Diskursus Muhammad Hasbi Ash-Shiddiqy dan Pandangan Politiknya

Muhammad Hasbi Ash-Shiddiqy merupakan seorang mufassir sekaligus ahli fikih terkemuka Indonesia. Karya tafsirnya yang paling terkenal adalah Tafsir An-Nur. Beliau lahir pada masa penjajahan abad ke-19, suatu masa ketika budaya dan politik Indonesia masih berada dalam dominasi kekuasaan kolonial Barat. Dalam konteks tersebut, Hasbi Ash-Shiddiqy mengembangkan dua prinsip pokok yang menjadi landasan dalam karya-karyanya dan juga prinsip hidupnya, yakni:
- Purifikasi (pemurnian ajaran agama dari unsur budaya luar). Beliau bertekad untuk membersihkan ajaran Islam dari pengaruh budaya luar yang telah menyusup ke dalam tradisi keagamaan masyarakat Indonesia dan dianggap sebagai bagian dari ritual keislaman.

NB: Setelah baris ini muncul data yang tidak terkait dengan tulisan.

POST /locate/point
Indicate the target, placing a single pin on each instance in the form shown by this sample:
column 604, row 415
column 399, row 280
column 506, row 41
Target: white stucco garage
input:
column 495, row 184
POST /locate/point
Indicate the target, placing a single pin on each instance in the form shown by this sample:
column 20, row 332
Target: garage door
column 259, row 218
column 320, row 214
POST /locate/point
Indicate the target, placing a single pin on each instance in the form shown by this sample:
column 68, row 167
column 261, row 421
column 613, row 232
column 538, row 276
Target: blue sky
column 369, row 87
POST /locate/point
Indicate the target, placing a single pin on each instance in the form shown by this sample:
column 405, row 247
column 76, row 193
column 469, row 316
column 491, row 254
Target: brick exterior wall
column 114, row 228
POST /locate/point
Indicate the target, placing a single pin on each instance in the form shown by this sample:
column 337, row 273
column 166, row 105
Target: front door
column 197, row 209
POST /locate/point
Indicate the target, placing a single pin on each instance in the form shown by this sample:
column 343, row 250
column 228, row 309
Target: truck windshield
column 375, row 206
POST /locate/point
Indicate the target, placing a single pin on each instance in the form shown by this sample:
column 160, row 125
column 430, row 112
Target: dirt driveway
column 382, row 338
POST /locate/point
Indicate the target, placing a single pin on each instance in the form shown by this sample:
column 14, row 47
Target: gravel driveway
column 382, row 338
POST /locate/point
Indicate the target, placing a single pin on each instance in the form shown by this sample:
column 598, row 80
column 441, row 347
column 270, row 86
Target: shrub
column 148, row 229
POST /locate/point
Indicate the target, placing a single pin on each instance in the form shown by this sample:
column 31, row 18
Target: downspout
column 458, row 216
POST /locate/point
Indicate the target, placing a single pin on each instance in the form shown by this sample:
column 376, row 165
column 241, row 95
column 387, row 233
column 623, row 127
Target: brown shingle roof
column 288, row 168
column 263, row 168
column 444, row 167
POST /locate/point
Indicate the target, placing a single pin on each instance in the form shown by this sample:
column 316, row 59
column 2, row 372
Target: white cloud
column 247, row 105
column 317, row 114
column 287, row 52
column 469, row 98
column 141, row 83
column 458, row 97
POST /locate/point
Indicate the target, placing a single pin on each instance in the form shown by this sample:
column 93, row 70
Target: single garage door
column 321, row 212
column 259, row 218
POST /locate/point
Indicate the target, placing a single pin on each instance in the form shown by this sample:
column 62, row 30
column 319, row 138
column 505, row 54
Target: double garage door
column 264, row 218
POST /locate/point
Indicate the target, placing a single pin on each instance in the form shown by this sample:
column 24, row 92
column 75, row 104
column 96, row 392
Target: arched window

- Moderasi (penafsiran modern yang relevan dan responsif terhadap konteks). Prinsip ini mendorongnya untuk tidak serta merta menolak hadis-hadis ḍaʻīf dan menjadikan penafsiran beliau lebih terbuka dan kontekstual.
Prinsip-prinsip tersebut turut membentuk cara pandangnya terhadap persoalan sosial dan politik. Hasbi merupakan tokoh yang sangat peduli terhadap kemaslahatan umat, bahkan menjadi peletak dasar bagi wacana fikih Indonesia. Kepedulian itu juga tercermin dalam keterlibatannya dalam dunia politik, yang pada masa itu mengalami pasang surut akibat dinamika ideologi dan kekuasaan pasca-kemerdekaan. Hal ini menjadikan paradigma pemikirannya sejalan dengan pemikiran Ahlus Sunnah wal Jamaʻah yang mengintegrasikan antara agama dan politik. Menurutnya, agama tidak akan berjalan secara efektif tanpa diiringi sistem politik yang baik.
Komitmen politik Hasbi tampak jelas dari keterlibatannya dalam penyusunan Piagam Jakarta, posisinya sebagai Ketua Jong Islamieten Bond (JIB), serta keberanian beliau mengangkat tema-tema politik dalam Tafsir An-Nur. Tafsir ini diterima luas, tidak hanya di Indonesia, tetapi juga di kawasan Asia Tenggara, khususnya dalam kalangan akademisi.
Pandangan Politik dalam Tafsir An-Nur Karya Hasbi Ash-Shiddiqy
Salah satu gagasan politik penting dalam Tafsir An-Nur adalah konsep musyawarah (syūrā). Menurut Hasbi Ash-Shiddiqy, musyawarah merupakan prinsip fundamental dalam sistem kenegaraan Islam. Ia tidak memandang syūrā sebagai tradisi budaya semata atau sekadar sunnah, melainkan sebagai mekanisme pengambilan keputusan kolektif yang demokratis dan partisipatif.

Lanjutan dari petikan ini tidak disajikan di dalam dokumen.